Paleoenvironment Development on the West Antarctic Margin
Dissertationskolloquium
Veranstalter: Ansa Lindeque
Ort: GEO-Gebäude, Raum 1550 (Hörsaal)Beginn: 19.05.2014 18:15 Uhr
These models depend on our understanding of past changes in ice sheet formation, ocean-circulation, basin evolution, sediment transport processes, palaeotopography and palaeobathymetry through geological time. The offshore sedimentary record preserved such changes throughout the pre-glacial to glacial paleoenvironmental development of the West Antarctic Margin. Multichannel seismic reflection (MCS) data provide an image of this sedimentary record, which allows for its analyses.

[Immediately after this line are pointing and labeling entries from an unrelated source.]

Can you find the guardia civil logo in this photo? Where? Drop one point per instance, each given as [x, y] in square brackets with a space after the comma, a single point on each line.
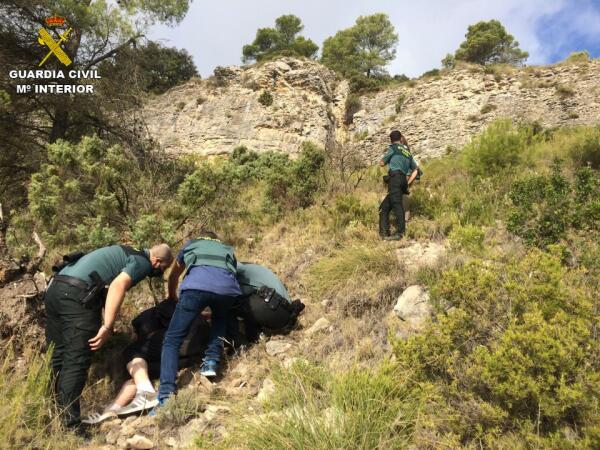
[54, 47]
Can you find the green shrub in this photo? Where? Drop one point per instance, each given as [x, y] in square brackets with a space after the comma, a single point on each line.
[400, 103]
[586, 149]
[348, 210]
[319, 409]
[265, 98]
[467, 237]
[499, 147]
[545, 207]
[576, 57]
[513, 349]
[565, 91]
[488, 107]
[352, 106]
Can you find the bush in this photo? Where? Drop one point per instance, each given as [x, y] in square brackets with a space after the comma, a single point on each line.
[319, 409]
[586, 149]
[348, 210]
[577, 57]
[499, 147]
[352, 106]
[545, 207]
[514, 351]
[400, 103]
[265, 98]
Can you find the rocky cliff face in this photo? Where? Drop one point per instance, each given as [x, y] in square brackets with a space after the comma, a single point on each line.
[214, 116]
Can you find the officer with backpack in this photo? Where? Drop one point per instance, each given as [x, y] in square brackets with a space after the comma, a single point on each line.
[74, 301]
[210, 268]
[402, 171]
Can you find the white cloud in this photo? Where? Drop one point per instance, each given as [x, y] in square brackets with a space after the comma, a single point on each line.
[214, 32]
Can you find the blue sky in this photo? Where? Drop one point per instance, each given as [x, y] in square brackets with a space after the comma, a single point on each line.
[214, 32]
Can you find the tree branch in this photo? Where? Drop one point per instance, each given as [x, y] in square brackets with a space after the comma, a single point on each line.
[112, 52]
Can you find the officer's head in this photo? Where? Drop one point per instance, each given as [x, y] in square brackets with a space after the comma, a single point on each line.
[395, 136]
[161, 257]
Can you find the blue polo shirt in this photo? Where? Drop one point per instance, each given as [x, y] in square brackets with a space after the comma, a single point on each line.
[210, 279]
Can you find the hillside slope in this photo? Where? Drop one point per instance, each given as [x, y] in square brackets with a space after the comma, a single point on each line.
[214, 116]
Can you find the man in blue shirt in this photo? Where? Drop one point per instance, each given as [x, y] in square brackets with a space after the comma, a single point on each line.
[402, 170]
[210, 280]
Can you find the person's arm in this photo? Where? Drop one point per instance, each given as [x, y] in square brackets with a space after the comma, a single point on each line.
[173, 281]
[114, 299]
[412, 176]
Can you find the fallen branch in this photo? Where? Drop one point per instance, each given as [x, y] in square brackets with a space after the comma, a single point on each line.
[35, 262]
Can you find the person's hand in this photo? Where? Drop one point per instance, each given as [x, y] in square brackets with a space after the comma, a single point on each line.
[98, 341]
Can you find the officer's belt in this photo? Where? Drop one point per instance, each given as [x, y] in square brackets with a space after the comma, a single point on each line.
[72, 281]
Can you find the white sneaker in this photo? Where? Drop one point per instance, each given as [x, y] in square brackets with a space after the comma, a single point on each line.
[142, 401]
[95, 418]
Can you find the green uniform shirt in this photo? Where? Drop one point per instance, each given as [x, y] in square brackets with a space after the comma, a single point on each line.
[252, 276]
[398, 157]
[110, 262]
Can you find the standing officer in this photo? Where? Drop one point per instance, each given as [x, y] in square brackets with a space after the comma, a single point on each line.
[402, 172]
[74, 301]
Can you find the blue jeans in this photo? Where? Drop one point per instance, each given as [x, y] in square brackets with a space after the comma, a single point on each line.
[191, 303]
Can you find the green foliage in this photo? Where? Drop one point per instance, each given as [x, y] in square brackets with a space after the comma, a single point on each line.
[467, 237]
[352, 106]
[489, 43]
[158, 68]
[362, 50]
[318, 409]
[499, 147]
[514, 351]
[565, 91]
[545, 207]
[448, 62]
[577, 57]
[280, 41]
[265, 98]
[348, 210]
[28, 417]
[400, 103]
[297, 184]
[91, 193]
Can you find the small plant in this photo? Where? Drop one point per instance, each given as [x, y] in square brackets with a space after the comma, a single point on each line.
[565, 91]
[353, 105]
[431, 73]
[577, 57]
[266, 98]
[488, 107]
[361, 135]
[400, 103]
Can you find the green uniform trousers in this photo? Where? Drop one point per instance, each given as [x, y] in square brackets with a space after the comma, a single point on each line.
[69, 326]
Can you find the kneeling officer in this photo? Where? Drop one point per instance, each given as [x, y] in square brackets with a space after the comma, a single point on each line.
[74, 301]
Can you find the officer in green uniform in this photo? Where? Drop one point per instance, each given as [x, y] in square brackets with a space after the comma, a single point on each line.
[402, 172]
[74, 301]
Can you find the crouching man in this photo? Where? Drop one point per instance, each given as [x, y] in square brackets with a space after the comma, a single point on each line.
[210, 269]
[74, 301]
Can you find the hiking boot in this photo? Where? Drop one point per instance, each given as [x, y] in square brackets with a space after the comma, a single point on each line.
[143, 400]
[209, 368]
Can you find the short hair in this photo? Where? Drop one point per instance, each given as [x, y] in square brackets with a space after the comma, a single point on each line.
[162, 252]
[209, 234]
[395, 136]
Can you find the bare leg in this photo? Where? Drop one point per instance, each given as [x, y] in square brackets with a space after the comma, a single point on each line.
[138, 369]
[126, 394]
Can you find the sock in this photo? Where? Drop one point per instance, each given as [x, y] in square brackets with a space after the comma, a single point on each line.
[145, 386]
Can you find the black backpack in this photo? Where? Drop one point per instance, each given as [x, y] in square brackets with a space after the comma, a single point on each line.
[270, 310]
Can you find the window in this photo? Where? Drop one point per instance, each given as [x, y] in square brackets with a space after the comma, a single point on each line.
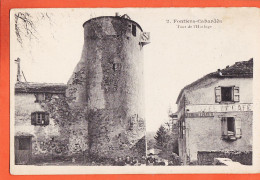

In combining existing MCS surveys with newly acquired data in the Amundsen Sea and Ross Sea, previously unknown sequences representing the pre-glacial, transitional and full glacial depositional processes were identified.
Sediment deposition centers formed by pre-glacial sediment processes, seemed to have changed near or after the Eocene/Oligocene boundary (~34 Ma) when the first major ice sheets advanced to and across the shelf. The full glacial sequences, from the middle Miocene (~16 Ma) onwards, indicate a new depocenter formed in front of the Amundsen Sea Embayment and smaller depocenters in the Bellingshausen Sea and Antarctic Peninsula basins, shifted eastward. Calculations using present-day drainage paths and source areas on the continent indicate that ~4.6 km of West Antarctica's landmass were eroded since the Late Cretaceous, which corresponds to ~10.2 million km3 sediments deposited in the Southern Pacific. This has implications for the palaeotopographic and paleobathymetric reconstructions, which feed back into the ice sheet and climate models, and our understanding of the past and future dynamics of the West Antarctic Ice sheet.